Episode 10, with guest Anne Edwards, Former White House Director of Press Advance

Anne Edwards is our interview guest this week.
Show produced by Katherine Caperton
Original Air Date: May 14, 2011 on SiriusXM Satellite Radio “POTUS” Channel 124.  Click above to listen

It’s a week in which the mechanics of White House press coverage takes center stage.  A blog post by Reuters photographer Jason Reed revealedwhat many of us who have worked in and out of the White House have known for a long time: that after major televised addresses, usually from the Oval Office, the President would extend his stay in the chair for a few minutes to allow still photographers to capture a facsimile image of the event for publication on the world’s front pages.

The Washington Post published a comprehensive review of the imbroglio in its May 13 edition.

The difference between the reenactment on the evening of Osama bin Laden’s death and the previous ones to which I was a party during the Clinton years is that this one was staged in the Cross Hall and the East Room of the White House rather than the Oval Office.  There’s no difference, really, except that the East Room reenactment involved significantly enhance theatrics of the “walk out” from the Blue Room to the lectern on the West side of the East Room.  As Jason Reed wrote, “once Obama was off the air, we were escorted in front of that teleprompter and the President then re-enacted the walk-out and first 30 seconds of the statement for us.”

Whether in the Oval Office or the East Room, there are logical and practical reasons for this.  A Presidential Address is, first and foremost, an audio and video production.  It requires complete quiet and no movement, lest the President becomes distracted.  A President ought to have the chance to deliver his speech without a gang moving around in his field of peripheral vision.

On the other hand, who is to deny that photojournalists — that genuintely integral fulcrum of newsgathering — ought to have a chance to capture what passes for “news” at the White House, even if that news is a man reading a script into a lens?

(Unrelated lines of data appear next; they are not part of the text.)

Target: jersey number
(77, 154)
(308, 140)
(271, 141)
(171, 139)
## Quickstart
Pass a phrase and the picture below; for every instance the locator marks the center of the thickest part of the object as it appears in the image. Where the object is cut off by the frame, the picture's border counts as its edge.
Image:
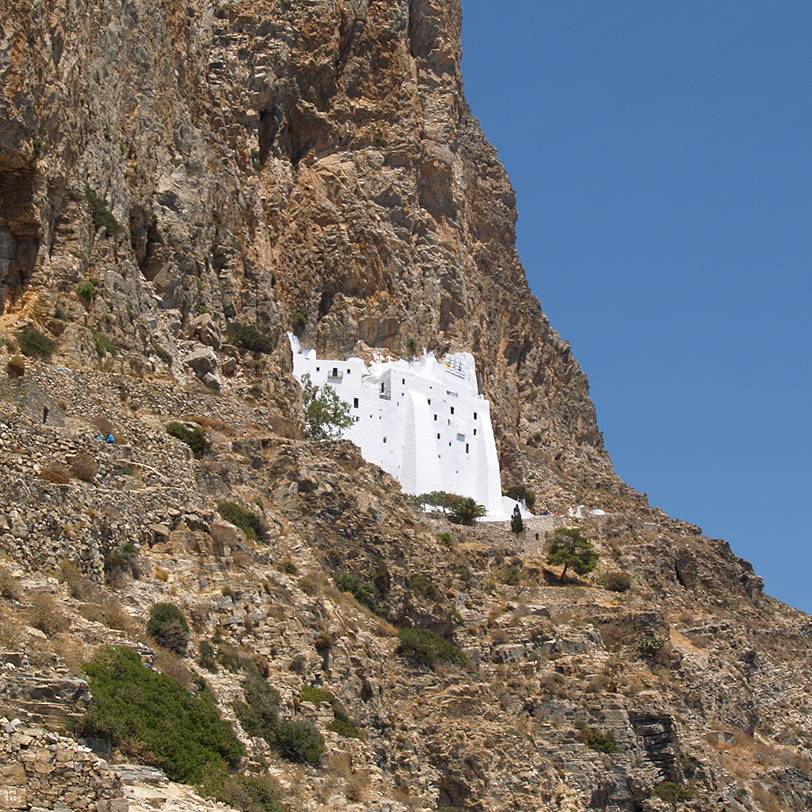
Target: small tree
(326, 415)
(570, 548)
(516, 523)
(466, 511)
(168, 627)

So the compromise was always that, when the tally light went off, the photographers were escorted in for a minute or so to snap an image of the President holding his script, looking straight ahead.  It wasn’t Pulitzer-winning stuff, not by a long shot, but they could maintain that they covered the news just like the networks and newspaper reporters did.  And the images they gathered were much better than the “screen grabs” that were taken from freeze-frames of the video feed.  Invariably, the photos would show up on the front pages of the world’s papers and, quite often, photo editors or caption writers would fudge on their verisimilitude.

And let’s be honest: would the reader at home really know the difference?  Would they read the caption closely enough to make a distinction when the caption read something like “The President reads his statement to photographers after delivering a televised address to the nation”?

It’s a difficult call, brimming with issues of journalistic ethics, state-controlled communication and, of course, the jobs and livelihoods of people who make a living capturing news through the lens.  With today’s high-definition video and silent, robotic cameras that could be controlled by the likes of Reuters, AP and other newspapers and photo agencies, there’s likely a technology-driven answer to this long-simmering debate.  Now that the photographers have publicly complained and the White House has declared a stop to the prior practice, they better arrive at a solution soon, before the next cut-in to network airtime for “BREAKING NEWS.”

* * *

On this episode of Polioptics for SiriusXM Satellite Radio, Adam Belmar and I get into this debate at full throttle with one of the masters of White House press coverage.  Anne Edwards began on the news coverage side of the business and then shifted over to work on the White House Staff of President Jimmy Carter.  She returned to the White House under President Bill Clinton and served for eight years as director of press advance, turning out the lights at the end of the Administration.  There are few people around today who match Anne for the things they’ve done, and the places they’ve been in the service of helping a President communicate with the world.